For Thine Is the Kingdom, the Power, and the Glory — Ending Where You Started

The closing doxology — ‘For thine is the kingdom, and the power, and the glory, for ever. Amen’ — returns your heart to worship after walking through all your needs. You end where you began: with God’s greatness, not your own situation.

This ending matters practically. It means you have handed your requests over and you are not taking them back at the end of the prayer. The ‘Amen’ is often translated as ‘so be it’ — a final act of trust that what you have prayed, God has heard.

If praying this feels mechanical right now, that is fine. Sincerity often follows the practice, not the other way around. Keep showing up with the words, and the meaning tends to deepen over time.

Guided Prayer

Begin by sitting quietly for thirty seconds. Say ‘Our Father’ aloud and let it land before you continue. You are approaching someone who already knows your name.

Work through each phrase slowly, pausing after each line to put it into your own words. If ‘thy will be done’ feels hard today, say that out loud too — God receives honest struggle.

At ‘give us this day our daily bread,’ name one specific thing you genuinely need right now. Say it plainly. You do not have to dress it up.

At the closing doxology, take a breath and release whatever you’ve brought. Say ‘Amen’ as a decision, not just a habit — it means you trust that the prayer has been received.

Today's Takeaway
The Lord’s Prayer is a daily map back to God — one honest phrase at a time.

Frequently Asked Questions

Is it okay to repeat the Lord's Prayer word for word, or should I always use my own words?

Both are valid. Praying the exact words of the Lord’s Prayer is a historic Christian practice with deep roots, and there is nothing hollow about it if your heart is engaged. Many believers find it helpful to alternate: some days they pray the words as written, other days they use the prayer as an outline and speak freely within each section.

Why does the Lord's Prayer say 'debts' in some versions and 'trespasses' in others?

The difference is a translation choice, not a contradiction. The Greek word in Matthew 6:12 is opheilema, which literally means ‘debt’ or ‘what is owed.’ Many liturgical traditions adopted ‘trespasses’ from William Tyndale’s earlier English translation. Both words are pointing at the same concept: the moral wrongs we commit against God and others.

What does 'hallowed be thy name' actually mean in plain language?

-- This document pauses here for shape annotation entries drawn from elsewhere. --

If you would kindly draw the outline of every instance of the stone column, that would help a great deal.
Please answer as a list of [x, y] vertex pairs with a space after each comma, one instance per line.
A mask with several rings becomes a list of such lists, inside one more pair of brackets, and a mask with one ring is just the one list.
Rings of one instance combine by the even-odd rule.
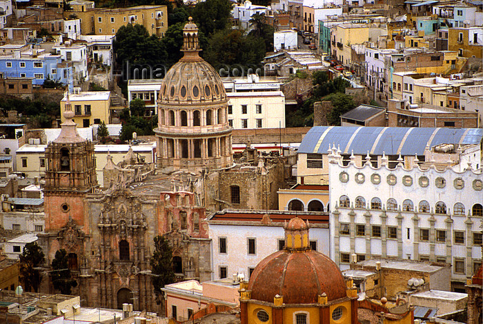
[[451, 253], [453, 247], [453, 219], [451, 219], [451, 215], [448, 215], [448, 217], [444, 220], [446, 224], [446, 263], [451, 263]]
[[366, 217], [366, 260], [371, 259], [371, 236], [372, 234], [372, 227], [371, 225], [371, 214], [367, 210], [364, 214]]
[[385, 212], [383, 212], [379, 217], [381, 219], [381, 257], [386, 258], [387, 256], [387, 215]]
[[415, 260], [419, 260], [420, 259], [420, 218], [417, 216], [417, 214], [415, 213], [414, 216], [411, 219], [413, 220], [413, 224], [414, 226], [414, 231], [413, 231], [413, 234], [414, 235], [414, 240], [413, 240], [413, 259]]
[[472, 264], [472, 256], [473, 256], [473, 253], [472, 253], [472, 247], [473, 247], [473, 231], [472, 227], [473, 227], [473, 221], [471, 220], [470, 217], [470, 212], [471, 211], [468, 212], [468, 217], [466, 218], [466, 220], [464, 221], [464, 223], [466, 224], [466, 269], [464, 270], [464, 273], [465, 274], [472, 274], [473, 273], [473, 264]]
[[[384, 210], [382, 211], [383, 214], [386, 214]], [[397, 213], [396, 216], [396, 219], [397, 220], [397, 257], [399, 259], [403, 259], [402, 256], [402, 220], [404, 218], [402, 216], [401, 213]]]
[[355, 213], [353, 203], [351, 203], [351, 211], [348, 214], [350, 221], [351, 254], [355, 253]]
[[435, 256], [435, 247], [436, 246], [436, 230], [435, 229], [435, 223], [436, 223], [436, 219], [435, 219], [434, 214], [431, 214], [429, 217], [429, 261], [435, 261], [436, 257]]
[[[340, 248], [339, 245], [340, 243], [339, 241], [339, 233], [340, 232], [340, 223], [339, 222], [339, 215], [340, 215], [340, 212], [339, 212], [337, 204], [335, 205], [335, 210], [332, 212], [332, 214], [334, 216], [334, 232], [332, 233], [332, 235], [334, 236], [334, 261], [335, 261], [335, 263], [337, 265], [339, 265]], [[331, 233], [329, 233], [329, 237], [330, 236]]]

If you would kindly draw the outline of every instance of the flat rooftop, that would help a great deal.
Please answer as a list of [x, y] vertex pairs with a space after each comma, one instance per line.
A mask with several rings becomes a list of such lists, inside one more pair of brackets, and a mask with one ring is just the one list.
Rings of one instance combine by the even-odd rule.
[[428, 290], [413, 294], [415, 297], [427, 298], [431, 299], [441, 299], [443, 301], [460, 301], [468, 298], [468, 294], [461, 292], [446, 292], [443, 290]]
[[384, 259], [372, 259], [365, 261], [358, 262], [357, 264], [364, 267], [375, 267], [375, 263], [380, 261], [381, 267], [396, 269], [400, 270], [411, 270], [417, 271], [420, 272], [434, 272], [443, 269], [444, 267], [438, 265], [431, 265], [426, 262], [417, 262], [404, 260], [384, 260]]

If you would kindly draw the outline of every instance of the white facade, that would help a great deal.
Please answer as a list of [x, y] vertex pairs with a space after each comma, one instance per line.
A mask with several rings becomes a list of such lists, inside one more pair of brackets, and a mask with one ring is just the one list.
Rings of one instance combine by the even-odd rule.
[[242, 29], [251, 29], [250, 19], [255, 14], [265, 14], [270, 7], [253, 5], [251, 1], [246, 0], [242, 6], [233, 7], [233, 19], [238, 20], [239, 27]]
[[128, 81], [128, 102], [134, 99], [144, 101], [146, 114], [153, 116], [157, 112], [157, 98], [162, 79], [133, 79]]
[[285, 96], [273, 79], [248, 78], [224, 80], [228, 98], [228, 123], [235, 129], [285, 127]]
[[[299, 212], [299, 217], [304, 215]], [[295, 212], [294, 212], [295, 214]], [[288, 217], [287, 219], [289, 219]], [[213, 279], [220, 278], [221, 268], [226, 270], [228, 277], [243, 273], [248, 280], [250, 271], [264, 258], [279, 250], [279, 242], [284, 240], [284, 223], [264, 225], [260, 221], [232, 221], [209, 220], [211, 239]], [[226, 252], [220, 251], [220, 239], [226, 240]], [[249, 254], [248, 239], [255, 239], [254, 254]], [[316, 242], [317, 251], [328, 255], [328, 228], [326, 224], [310, 223], [310, 241]], [[313, 243], [314, 244], [314, 243]]]
[[87, 52], [94, 62], [110, 65], [112, 62], [112, 43], [116, 35], [80, 35], [87, 41]]
[[70, 39], [77, 39], [81, 34], [81, 19], [63, 21], [63, 31]]
[[282, 30], [273, 33], [273, 48], [275, 52], [296, 50], [297, 45], [297, 32], [295, 30]]
[[35, 242], [37, 237], [34, 234], [24, 234], [8, 240], [3, 243], [3, 253], [7, 259], [18, 260], [27, 243]]
[[446, 262], [464, 283], [481, 264], [481, 169], [344, 167], [337, 150], [331, 160], [331, 257], [341, 269], [352, 254]]
[[72, 62], [75, 79], [79, 82], [82, 79], [87, 79], [87, 45], [72, 45], [70, 41], [67, 41], [63, 45], [54, 46], [52, 49], [62, 57], [62, 60]]

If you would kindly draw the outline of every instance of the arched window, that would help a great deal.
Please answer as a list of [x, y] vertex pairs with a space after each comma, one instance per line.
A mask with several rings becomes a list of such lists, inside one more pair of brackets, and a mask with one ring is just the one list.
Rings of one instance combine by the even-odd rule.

‘Hallowed’ comes from an old English word meaning holy or set apart. ‘Hallowed be thy name’ is a declaration that God’s name — meaning God’s full character and reputation — deserves to be honored above everything else. It’s the prayer’s way of saying: before I ask for anything, I acknowledge who you are.

How long should it take to pray the Lord's Prayer if I'm doing it thoughtfully?

There is no required length. Some people move through it meditatively in five to ten minutes; others spend thirty minutes using each phrase as a starting point for longer reflection. The goal is not to hit a time target but to be genuinely present with each line rather than rushing to finish.

Can I pray the Lord's Prayer when I'm angry or doubting God?

Yes — and those may be exactly the right moments to use it. The prayer’s structure can hold you when your own words fail. Praying ‘thy will be done’ while you’re angry at a situation, or saying ‘our Father’ while doubting, is not hypocrisy. It is the kind of honest, wrestling faith you see throughout the Psalms.